Hiking traditionalists might ask, “How can you enjoy the scenery and solitude of the SHT if you’re running?”  That may be hard – but it may not be the point of trail running, either.  When I’ve asked then about the appeal of trail running, trail runners will almost certainly say it’s more enjoyable, safer, and easier on your body, than road running.   They all underscore the benefits of mind, body and spirit in the physical and mental challenge of taking on a trail race. Some of the spiritual benefits (in the secular sense of that word) come from the deep sense of community and camaraderie trail runners feel with each other.  Trail races are less about competition and more about communion around challenge and effort and accomplishment.

Be like Wendi B: trail runner, active volunteer, and member of the Association. Photo at Mt. Trudee by Cole Peyton via Superior Trail Race.

Maybe trail runners miss the panoramas that hikers take in, but the minutiae of the Trail itself is not lost on them – a zen-like focus is required to put each foot in the right place while moving fast.  I learned this from someone who ran trail before trail running was cool, around the time the SHT was founded.

Dennis Rysdahl, owner (then and now) of Bluefin Bay Resort ran on national forest trails in the Tofte area from the time he built Bluefin Bay in the early 1980s.  As the SHT was being built, and as he guided the Association in its early days as a founding board member, Dennis ran the SHT.  He recalls that as he ran, “You’re looking 8 or 10 feet in front of you.  And in doing that, I noticed — still notices — the small details that (early trail builder) Tom Peterson put in, and I thought, ‘Thank you, Tom, you did a great job.’”

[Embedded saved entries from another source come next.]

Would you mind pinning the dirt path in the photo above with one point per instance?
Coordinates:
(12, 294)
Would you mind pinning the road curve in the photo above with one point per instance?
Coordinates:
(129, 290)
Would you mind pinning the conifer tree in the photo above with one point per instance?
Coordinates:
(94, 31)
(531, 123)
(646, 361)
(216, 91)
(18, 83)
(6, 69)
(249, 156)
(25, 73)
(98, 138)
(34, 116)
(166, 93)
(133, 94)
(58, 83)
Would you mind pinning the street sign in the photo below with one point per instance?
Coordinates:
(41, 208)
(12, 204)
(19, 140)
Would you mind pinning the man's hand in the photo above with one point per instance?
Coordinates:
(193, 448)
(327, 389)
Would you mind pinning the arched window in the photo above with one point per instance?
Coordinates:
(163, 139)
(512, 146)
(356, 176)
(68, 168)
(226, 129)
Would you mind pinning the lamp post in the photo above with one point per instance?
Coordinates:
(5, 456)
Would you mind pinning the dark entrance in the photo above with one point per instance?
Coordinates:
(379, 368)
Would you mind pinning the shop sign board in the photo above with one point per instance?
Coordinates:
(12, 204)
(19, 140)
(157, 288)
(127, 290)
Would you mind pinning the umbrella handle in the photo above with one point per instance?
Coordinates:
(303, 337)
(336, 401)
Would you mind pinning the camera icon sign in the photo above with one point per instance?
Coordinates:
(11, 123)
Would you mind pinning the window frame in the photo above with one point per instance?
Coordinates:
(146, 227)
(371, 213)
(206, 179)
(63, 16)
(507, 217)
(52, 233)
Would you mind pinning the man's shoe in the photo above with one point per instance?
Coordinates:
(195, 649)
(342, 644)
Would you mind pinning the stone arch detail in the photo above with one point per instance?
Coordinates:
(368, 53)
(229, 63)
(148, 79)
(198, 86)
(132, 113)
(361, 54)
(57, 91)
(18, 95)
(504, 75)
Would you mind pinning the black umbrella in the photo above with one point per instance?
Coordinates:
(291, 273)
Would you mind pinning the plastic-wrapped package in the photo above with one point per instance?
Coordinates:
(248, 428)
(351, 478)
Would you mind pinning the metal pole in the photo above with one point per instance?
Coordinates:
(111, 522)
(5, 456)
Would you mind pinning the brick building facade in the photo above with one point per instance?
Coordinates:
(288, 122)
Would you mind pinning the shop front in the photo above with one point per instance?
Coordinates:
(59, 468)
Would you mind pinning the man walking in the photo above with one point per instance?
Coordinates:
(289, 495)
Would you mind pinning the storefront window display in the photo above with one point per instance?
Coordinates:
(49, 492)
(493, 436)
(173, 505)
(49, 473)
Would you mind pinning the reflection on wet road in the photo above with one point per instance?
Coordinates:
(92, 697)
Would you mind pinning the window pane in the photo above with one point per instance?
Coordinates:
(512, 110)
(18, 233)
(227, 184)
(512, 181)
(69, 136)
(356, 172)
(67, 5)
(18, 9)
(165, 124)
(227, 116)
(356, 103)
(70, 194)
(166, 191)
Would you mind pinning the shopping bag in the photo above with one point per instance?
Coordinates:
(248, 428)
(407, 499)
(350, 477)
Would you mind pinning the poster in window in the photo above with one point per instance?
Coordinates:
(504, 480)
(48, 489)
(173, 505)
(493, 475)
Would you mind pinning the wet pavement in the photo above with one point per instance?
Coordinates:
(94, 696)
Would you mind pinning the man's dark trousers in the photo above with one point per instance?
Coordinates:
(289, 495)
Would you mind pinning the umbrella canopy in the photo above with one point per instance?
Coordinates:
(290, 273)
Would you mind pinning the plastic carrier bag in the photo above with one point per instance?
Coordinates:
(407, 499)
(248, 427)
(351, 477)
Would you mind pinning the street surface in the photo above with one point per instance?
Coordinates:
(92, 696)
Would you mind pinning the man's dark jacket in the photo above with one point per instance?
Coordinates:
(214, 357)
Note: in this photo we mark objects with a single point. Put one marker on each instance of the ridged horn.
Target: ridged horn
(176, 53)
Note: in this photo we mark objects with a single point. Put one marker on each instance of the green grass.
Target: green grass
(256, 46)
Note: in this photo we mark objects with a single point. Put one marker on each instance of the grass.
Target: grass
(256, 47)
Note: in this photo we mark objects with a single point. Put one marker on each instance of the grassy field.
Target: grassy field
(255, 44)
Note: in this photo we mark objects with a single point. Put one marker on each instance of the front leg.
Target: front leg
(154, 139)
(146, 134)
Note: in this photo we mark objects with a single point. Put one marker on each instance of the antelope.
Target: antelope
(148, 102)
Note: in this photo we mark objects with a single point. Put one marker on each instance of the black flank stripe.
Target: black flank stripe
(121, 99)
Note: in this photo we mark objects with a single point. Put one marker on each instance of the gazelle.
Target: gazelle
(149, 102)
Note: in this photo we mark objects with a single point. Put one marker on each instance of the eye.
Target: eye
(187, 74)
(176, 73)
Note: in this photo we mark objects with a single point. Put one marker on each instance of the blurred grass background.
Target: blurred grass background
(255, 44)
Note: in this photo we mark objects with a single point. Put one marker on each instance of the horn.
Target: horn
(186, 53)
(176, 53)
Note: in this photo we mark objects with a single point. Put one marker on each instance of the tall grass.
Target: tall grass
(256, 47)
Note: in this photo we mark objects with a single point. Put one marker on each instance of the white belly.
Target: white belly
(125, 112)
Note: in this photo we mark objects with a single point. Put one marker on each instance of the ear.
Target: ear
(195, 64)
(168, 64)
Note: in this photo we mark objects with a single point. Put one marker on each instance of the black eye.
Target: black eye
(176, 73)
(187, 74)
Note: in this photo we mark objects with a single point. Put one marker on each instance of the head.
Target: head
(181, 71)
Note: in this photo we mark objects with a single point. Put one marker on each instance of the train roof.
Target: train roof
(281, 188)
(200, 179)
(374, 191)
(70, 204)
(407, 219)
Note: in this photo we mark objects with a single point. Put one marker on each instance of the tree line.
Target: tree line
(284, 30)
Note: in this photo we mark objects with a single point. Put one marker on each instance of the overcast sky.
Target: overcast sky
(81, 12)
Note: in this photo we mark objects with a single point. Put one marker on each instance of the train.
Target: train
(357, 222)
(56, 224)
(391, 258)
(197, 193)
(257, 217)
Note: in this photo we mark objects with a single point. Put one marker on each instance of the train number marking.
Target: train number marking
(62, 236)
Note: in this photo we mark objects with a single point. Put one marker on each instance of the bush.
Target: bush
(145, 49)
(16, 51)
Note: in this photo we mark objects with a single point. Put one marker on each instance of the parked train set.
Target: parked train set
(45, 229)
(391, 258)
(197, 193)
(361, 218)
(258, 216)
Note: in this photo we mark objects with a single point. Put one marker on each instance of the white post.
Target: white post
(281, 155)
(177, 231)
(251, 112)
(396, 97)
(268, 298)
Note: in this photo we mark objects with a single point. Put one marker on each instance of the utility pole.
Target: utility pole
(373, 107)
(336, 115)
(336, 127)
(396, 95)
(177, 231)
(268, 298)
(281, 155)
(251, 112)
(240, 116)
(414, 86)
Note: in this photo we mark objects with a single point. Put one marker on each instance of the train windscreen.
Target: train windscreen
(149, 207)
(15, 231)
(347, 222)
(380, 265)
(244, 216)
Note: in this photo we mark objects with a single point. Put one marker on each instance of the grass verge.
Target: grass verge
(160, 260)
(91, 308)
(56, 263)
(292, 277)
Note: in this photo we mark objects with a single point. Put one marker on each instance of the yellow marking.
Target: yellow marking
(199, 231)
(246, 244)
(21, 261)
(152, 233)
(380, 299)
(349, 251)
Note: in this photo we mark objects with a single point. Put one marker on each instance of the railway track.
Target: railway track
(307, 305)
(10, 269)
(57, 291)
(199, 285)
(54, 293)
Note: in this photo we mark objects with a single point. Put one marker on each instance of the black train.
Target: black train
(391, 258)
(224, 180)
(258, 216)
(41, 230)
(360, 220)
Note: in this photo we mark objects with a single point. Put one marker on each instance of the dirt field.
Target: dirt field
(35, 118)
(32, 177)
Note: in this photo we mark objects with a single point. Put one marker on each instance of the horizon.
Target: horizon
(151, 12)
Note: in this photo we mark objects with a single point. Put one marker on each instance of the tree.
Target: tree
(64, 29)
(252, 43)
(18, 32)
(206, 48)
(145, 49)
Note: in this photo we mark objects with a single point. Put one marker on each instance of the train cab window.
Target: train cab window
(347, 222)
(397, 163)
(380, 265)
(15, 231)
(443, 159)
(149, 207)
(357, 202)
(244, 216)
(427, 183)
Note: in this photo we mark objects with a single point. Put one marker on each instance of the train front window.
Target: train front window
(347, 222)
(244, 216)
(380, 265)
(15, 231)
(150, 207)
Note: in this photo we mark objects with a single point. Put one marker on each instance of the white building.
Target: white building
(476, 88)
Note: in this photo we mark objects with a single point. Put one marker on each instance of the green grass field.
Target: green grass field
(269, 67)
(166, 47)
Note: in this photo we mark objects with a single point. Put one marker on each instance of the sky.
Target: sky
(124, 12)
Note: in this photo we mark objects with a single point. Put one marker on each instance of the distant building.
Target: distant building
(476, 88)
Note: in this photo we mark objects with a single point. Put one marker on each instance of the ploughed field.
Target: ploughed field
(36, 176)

How Trail Runners Contribute
  • Siiri Morse, organizer of Grand Traverse Duluth, donated $2,000 to the SHTA from this year’s event.
  • Upper Midwest Trail Runners donates a nice sum annually (in 2017 it was $3,812) to the SHTA and recently paid for meals and camping for volunteers at the Crow Creek (North) project.
  • Every summer, volunteers from the Northern Minnesota Track Club grab weed whippers and clean up the edges of the SHT in Duluth – a noisy, gritty task that many volunteers shy away from.
  • In October, Wild Duluth race directors Andy and Kim Holak asked runners to support the Trail in honor of their 10th anniversary of the race. In June, SHTA member and volunteer Mike Ward asked racers to donate to the Trail at his Chester Park Trail 5k.
  • Twin Cities Running Co. hosted SHTA for a fundraiser in January and made a $4,000 gift to support the Split Rock Bridge project.
  • Of the first crop of Volunteer Crew Leaders, a program created for our Trail Renewal Program, three of the four – Stephanie Hoff, John Storkamp and Todd Rowe – are trail runners. (Don’t worry, fourth VCL Kris Nurmi – this is not a requirement!)